OPEC-member Venezuela is almost completely dependent upon crude exports, which slid 29% to 1.19 MMbbl/d in the first quarter, according to Thomson Reuters Trade Flows data. Its refineries ran at just 31 percent of capacity from January through March.
Piling pressure on Venezuela, Canadian mining company Rusoro is seeking the attachment of assets belonging to Citgo as part of an arbitration dispute, according to a Monday filing in the Southern District of Texas.
In 2016, Rusoro was awarded more than $1.2 billion in damages awarded by a World Bank tribunal that ruled that Venezuela had unlawfully seized the company’s gold mine, but Venezuela has yet to pay.
Conoco’s writs of attachments, served through at least two court orders on facilities in Aruba, Bonaire, Curacao and St.
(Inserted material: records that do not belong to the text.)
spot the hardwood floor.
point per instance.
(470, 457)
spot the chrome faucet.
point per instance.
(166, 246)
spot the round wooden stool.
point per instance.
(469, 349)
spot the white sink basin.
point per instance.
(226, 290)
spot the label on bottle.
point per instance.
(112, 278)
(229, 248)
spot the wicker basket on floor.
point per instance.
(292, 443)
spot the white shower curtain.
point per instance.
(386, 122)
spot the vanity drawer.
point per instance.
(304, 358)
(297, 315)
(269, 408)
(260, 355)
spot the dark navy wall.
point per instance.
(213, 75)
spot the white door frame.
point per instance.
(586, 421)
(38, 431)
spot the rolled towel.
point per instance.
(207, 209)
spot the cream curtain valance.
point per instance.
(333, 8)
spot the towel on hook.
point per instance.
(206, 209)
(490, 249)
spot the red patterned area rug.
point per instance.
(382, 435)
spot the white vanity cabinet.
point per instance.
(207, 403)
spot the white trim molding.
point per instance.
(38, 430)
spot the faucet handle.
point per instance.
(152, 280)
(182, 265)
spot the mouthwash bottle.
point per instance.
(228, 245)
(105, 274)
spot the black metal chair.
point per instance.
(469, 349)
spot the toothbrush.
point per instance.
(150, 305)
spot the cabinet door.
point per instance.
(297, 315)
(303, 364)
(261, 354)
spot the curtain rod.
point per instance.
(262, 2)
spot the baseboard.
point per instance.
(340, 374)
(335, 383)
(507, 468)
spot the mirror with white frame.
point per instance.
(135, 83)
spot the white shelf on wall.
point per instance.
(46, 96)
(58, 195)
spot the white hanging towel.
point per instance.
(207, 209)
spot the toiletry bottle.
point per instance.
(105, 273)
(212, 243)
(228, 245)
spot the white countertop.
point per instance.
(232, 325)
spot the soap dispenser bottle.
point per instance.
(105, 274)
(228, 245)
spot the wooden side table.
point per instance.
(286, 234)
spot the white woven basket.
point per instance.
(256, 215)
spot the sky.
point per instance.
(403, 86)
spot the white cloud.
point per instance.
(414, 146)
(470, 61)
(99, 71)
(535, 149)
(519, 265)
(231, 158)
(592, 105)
Eustatius, are seen as a legal maneuver to temporarily retain assets—from stored oil, to cargoes and facilities—and could empower the U.S. company to sell them later.
In Curacao, the court order originally was rejected because of an error in the name of the entities, a PDVSA source and an employee close to the refinery’s operations said.
But Conoco believes it can still take possession of the oil inventories and other assets, according to a person familiar with the matter.
Conoco signaled it would move on PDVSA assets anywhere in the world to collect on the ICC ruling.
“PDVSA is a global company with global assets,” Conoco spokesman Daren Beaudo said in a statement. “We will pursue all available legal avenues.”
PDVSA did not respond to a request for comment.